Team:Queens Canada/synbio


What is Synthetic Biology?

Synthetic biology is an exciting new field that applies engineering principles to biological systems in order to create novel organisms that are beneficial to human beings. Synthetic biology had its inception in 1978, when the discovery of restriction enzymes gave scientists the basic tools necessary to cut DNA into discrete segments, the first step in harnessing their engineering potential. Since then, this toolkit has expanded rapidly, to the point where now even a team of undergraduate students can create a synthetic organism in as little as a couple months of the summer!

Synthetic biology allows the construction of genetic circuits that have the potential to change the world.

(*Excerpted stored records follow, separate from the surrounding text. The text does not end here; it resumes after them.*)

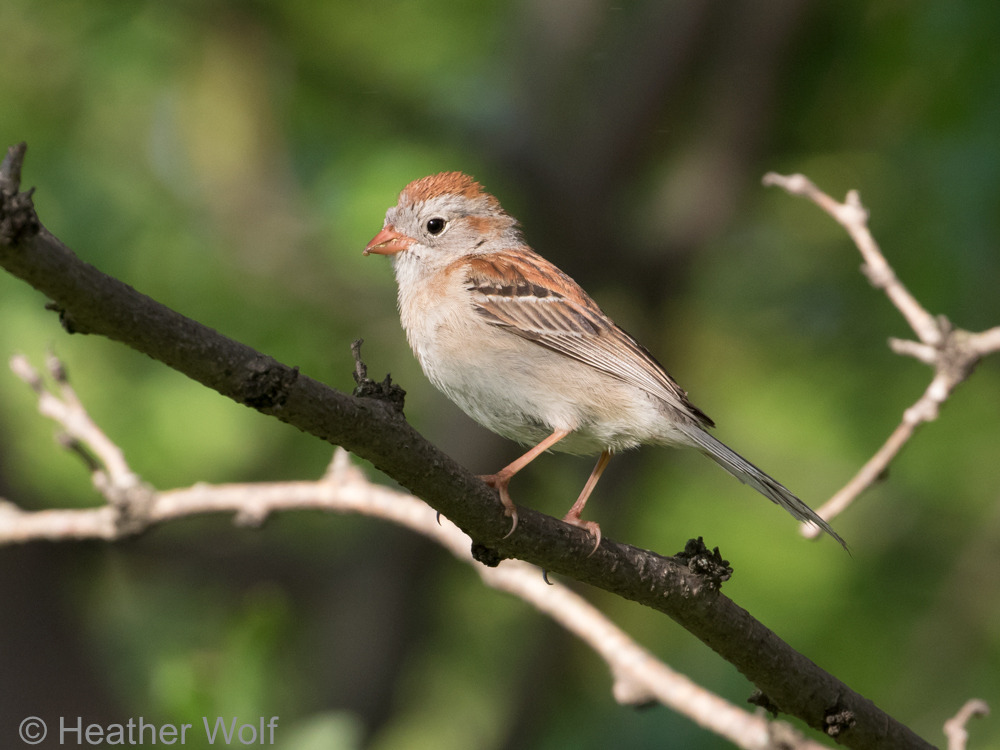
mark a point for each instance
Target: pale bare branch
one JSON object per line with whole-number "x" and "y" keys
{"x": 952, "y": 352}
{"x": 954, "y": 728}
{"x": 638, "y": 676}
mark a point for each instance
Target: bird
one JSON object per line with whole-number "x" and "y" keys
{"x": 521, "y": 348}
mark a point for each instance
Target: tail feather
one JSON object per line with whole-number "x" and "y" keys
{"x": 747, "y": 473}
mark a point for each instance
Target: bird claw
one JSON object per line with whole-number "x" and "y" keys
{"x": 500, "y": 482}
{"x": 591, "y": 527}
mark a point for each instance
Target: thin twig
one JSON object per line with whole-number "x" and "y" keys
{"x": 954, "y": 728}
{"x": 638, "y": 675}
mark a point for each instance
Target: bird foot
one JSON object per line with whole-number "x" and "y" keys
{"x": 591, "y": 527}
{"x": 500, "y": 482}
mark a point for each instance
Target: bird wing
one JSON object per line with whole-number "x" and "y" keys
{"x": 529, "y": 297}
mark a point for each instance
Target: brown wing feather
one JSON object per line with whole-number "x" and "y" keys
{"x": 531, "y": 298}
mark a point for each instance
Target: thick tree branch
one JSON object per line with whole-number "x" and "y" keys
{"x": 89, "y": 301}
{"x": 639, "y": 677}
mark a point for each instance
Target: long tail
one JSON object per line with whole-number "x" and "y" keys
{"x": 747, "y": 473}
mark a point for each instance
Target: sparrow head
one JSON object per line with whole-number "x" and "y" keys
{"x": 442, "y": 217}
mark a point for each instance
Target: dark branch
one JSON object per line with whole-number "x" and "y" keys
{"x": 376, "y": 430}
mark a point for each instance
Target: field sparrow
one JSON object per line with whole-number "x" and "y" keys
{"x": 524, "y": 351}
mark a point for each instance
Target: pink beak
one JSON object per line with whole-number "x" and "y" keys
{"x": 388, "y": 242}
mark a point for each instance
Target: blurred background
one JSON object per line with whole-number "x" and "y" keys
{"x": 231, "y": 160}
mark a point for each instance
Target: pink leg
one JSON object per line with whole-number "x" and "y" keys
{"x": 502, "y": 478}
{"x": 573, "y": 517}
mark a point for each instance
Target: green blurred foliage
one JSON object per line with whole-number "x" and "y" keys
{"x": 231, "y": 159}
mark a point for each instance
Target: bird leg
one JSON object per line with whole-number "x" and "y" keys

Despite its infancy, this synthetic biology field has already found many practical applications for its products. Insulin for diabetics is currently produced in massive quantities by synthetic bacteria. Before this, insulin had to be harvested from pig or cow pancreases in a process which is both cruel and inefficient. Synthetic biology has also been instrumental in fighting famine across the globe by producing genetically robust crop lines that are much more durable than their natural counterparts. As we move into the future it will be fascinating to see what change this genetic revolution inspires.

About iGEM

The International Genetically Engineered Machine competition was started in 2004 at MIT as a way to get students actively involved in the fledgling field of synthetic biology. More than a hundred teams from around the globe enter each year, making it one of the world’s largest undergraduate conferences. The objective is to create a biological ‘machine’ that can perform a real-world task through genetic engineering. Projects are judged based on the new genetic parts they contribute, characterization of these parts, collaboration with other teams, and development of new standards, presentations, and capabilities.